Many books have explored Palestine from various perspectives, but few have offered as comprehensive an analysis of its history, dynamics, and strategic dimensions as Azmi Bishara’s Palestine: Matters of Truth and Justice (June 2022).
Bishara, a renowned Palestinian intellectual whose decades-long struggle forced him into exile, explores how to reconstruct the national movement using the principle of organised resistance. The book emphasises justice over superficial policy solutions, noting that the duality of equality and freedom constitutes the antithesis to Zionism, the ideological underpinning of Israeli settler-colonialism.
Acknowledging the belated nature of Israel’s settler-colonialism, which coincided with the 20th-century global era of decolonisation, Bishara highlights the peculiarity of the Zionist project. Israel combines features of past colonial projects, from South African apartheid to French settlement-building in Algeria. The Oslo process, as Bishara long predicted, laid the groundwork for the current situation in Israel/Palestine.
Bishara’s book provides a historical genealogy of the violent birth of the Jewish state in 1948, the trajectories leading to the Nakba, and the far-reaching consequences of the settler-colonial project on Palestinians and the broader Arab region.
Different dates have been selected to mark the same occasion. What is annually commemorated as the Palestinian Nakba on 15 May, is celebrated in Israel as its independence day according to the Hebrew calendar. Bishara interprets this temporal gap “as an appropriate metaphor for the distance between two irreconcilable narratives concerning the same historical event”.
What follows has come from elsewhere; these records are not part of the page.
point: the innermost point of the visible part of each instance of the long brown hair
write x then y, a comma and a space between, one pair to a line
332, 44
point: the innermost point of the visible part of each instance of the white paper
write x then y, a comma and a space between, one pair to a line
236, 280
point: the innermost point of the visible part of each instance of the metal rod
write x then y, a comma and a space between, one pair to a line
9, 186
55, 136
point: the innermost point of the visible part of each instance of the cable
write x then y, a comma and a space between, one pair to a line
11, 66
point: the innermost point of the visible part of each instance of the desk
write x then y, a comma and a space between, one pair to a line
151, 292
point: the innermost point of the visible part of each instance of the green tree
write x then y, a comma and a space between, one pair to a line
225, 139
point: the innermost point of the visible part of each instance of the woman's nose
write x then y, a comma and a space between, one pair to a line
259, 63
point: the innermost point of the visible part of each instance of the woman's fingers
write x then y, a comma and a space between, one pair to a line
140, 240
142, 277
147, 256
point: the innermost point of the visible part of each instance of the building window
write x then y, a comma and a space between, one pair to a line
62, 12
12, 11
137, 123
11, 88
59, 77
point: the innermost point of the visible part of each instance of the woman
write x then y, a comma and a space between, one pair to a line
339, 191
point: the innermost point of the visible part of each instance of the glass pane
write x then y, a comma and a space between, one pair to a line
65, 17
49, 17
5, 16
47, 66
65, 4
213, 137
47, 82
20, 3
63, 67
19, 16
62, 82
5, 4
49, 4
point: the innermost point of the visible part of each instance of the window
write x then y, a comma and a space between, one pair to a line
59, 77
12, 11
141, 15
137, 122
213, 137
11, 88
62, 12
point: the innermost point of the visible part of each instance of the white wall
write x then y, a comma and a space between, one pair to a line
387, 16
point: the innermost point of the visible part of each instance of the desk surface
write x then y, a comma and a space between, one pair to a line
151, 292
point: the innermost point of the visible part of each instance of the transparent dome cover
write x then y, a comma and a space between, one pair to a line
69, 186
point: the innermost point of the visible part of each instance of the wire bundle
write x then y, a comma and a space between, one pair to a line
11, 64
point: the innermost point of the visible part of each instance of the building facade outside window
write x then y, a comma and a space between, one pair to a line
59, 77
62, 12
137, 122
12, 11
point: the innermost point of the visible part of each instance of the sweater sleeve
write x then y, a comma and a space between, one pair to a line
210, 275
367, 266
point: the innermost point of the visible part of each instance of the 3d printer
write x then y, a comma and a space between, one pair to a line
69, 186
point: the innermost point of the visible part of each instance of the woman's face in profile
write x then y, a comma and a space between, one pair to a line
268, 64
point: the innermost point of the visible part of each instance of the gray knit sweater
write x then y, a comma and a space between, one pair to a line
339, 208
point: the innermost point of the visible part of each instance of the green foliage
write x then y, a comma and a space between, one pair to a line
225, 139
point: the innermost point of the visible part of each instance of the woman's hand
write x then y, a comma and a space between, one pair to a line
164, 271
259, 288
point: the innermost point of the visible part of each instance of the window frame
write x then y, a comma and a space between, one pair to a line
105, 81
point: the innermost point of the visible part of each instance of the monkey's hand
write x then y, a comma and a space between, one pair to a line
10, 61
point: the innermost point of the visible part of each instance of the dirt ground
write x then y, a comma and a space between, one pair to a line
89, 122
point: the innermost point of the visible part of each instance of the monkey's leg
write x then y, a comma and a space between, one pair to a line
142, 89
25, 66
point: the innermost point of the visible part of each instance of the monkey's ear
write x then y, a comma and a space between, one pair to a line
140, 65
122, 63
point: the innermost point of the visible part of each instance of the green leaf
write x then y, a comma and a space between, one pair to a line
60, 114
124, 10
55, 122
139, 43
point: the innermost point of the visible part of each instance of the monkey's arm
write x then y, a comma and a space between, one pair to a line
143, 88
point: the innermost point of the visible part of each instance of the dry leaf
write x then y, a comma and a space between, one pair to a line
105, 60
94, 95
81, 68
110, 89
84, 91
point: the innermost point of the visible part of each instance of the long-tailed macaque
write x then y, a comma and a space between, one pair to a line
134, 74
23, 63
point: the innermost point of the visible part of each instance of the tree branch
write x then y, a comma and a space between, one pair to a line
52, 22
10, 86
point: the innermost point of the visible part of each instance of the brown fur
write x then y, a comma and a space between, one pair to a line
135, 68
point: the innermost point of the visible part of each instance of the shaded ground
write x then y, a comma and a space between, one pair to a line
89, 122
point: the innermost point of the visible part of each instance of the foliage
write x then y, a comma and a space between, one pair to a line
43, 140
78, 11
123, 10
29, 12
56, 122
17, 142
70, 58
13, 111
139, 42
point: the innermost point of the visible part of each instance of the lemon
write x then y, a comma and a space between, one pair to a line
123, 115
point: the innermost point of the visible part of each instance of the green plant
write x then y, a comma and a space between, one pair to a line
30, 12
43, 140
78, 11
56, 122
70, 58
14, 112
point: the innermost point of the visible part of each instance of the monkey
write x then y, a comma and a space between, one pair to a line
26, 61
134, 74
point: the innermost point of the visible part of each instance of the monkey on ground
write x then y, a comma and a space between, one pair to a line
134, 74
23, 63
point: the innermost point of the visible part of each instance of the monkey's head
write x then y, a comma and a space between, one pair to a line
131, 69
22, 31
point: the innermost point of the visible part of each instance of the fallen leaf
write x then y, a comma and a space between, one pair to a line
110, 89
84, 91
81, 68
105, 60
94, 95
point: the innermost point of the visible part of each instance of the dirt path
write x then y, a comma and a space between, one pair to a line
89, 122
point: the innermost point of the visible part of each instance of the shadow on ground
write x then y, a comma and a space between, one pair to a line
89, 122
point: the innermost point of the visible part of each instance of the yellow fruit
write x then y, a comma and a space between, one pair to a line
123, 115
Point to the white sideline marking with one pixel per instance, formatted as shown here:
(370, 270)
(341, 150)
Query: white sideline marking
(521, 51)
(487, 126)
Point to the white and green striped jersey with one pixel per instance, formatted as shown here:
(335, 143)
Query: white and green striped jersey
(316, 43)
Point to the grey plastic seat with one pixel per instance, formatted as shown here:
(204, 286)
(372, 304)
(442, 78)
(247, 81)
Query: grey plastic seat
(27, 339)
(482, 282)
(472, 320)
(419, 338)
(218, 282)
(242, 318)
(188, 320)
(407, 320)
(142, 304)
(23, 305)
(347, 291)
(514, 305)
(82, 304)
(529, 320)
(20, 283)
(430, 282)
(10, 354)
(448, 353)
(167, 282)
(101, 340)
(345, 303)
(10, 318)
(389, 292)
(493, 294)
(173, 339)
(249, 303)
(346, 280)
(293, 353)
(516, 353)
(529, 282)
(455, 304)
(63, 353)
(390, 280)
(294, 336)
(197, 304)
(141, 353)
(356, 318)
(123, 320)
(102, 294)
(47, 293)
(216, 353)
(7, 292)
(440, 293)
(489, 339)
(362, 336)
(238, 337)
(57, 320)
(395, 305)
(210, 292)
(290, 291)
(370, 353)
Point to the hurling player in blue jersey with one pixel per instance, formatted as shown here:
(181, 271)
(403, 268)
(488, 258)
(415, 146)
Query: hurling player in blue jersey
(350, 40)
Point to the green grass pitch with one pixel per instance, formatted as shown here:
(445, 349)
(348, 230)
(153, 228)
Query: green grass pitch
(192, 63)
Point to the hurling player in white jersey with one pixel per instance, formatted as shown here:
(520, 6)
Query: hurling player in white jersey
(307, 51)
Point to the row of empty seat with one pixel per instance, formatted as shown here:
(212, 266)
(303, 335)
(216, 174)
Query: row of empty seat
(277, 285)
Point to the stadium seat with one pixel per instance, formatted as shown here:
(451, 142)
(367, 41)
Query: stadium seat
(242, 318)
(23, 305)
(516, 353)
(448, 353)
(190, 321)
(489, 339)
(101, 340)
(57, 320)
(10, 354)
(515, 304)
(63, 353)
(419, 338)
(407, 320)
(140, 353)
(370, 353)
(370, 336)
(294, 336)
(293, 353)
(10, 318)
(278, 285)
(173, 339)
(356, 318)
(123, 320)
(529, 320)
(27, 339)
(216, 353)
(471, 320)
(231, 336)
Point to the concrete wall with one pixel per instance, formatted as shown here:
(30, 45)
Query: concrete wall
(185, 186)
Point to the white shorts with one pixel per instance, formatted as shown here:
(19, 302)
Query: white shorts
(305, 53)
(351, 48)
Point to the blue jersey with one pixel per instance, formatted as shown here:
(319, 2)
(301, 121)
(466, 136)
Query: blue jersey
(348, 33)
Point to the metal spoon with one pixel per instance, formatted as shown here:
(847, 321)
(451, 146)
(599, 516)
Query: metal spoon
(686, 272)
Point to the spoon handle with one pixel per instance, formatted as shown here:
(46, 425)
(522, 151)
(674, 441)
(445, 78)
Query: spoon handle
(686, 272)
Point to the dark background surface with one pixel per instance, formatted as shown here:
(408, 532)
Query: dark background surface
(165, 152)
Bishara’s book powerfully deconstructs the Zionist claim to land ownership as a political and national right inherited from ancient Israelites. Yet, he also suggests it is not fruitful for Palestinians to self-identify with ancient groups, such as the Canaanites. Palestine is a by-product of rich civilisational interactions that took place over centuries, developing an Arab-Palestinian identity before the advent of Zionist colonisation.
The conceptualisation of “native indigenous people with national consciousness” usefully distinguishes Palestinians and their national ambition for liberation and independence from other indigenous groups whose struggle is oriented towards cultural autonomy within an existing state.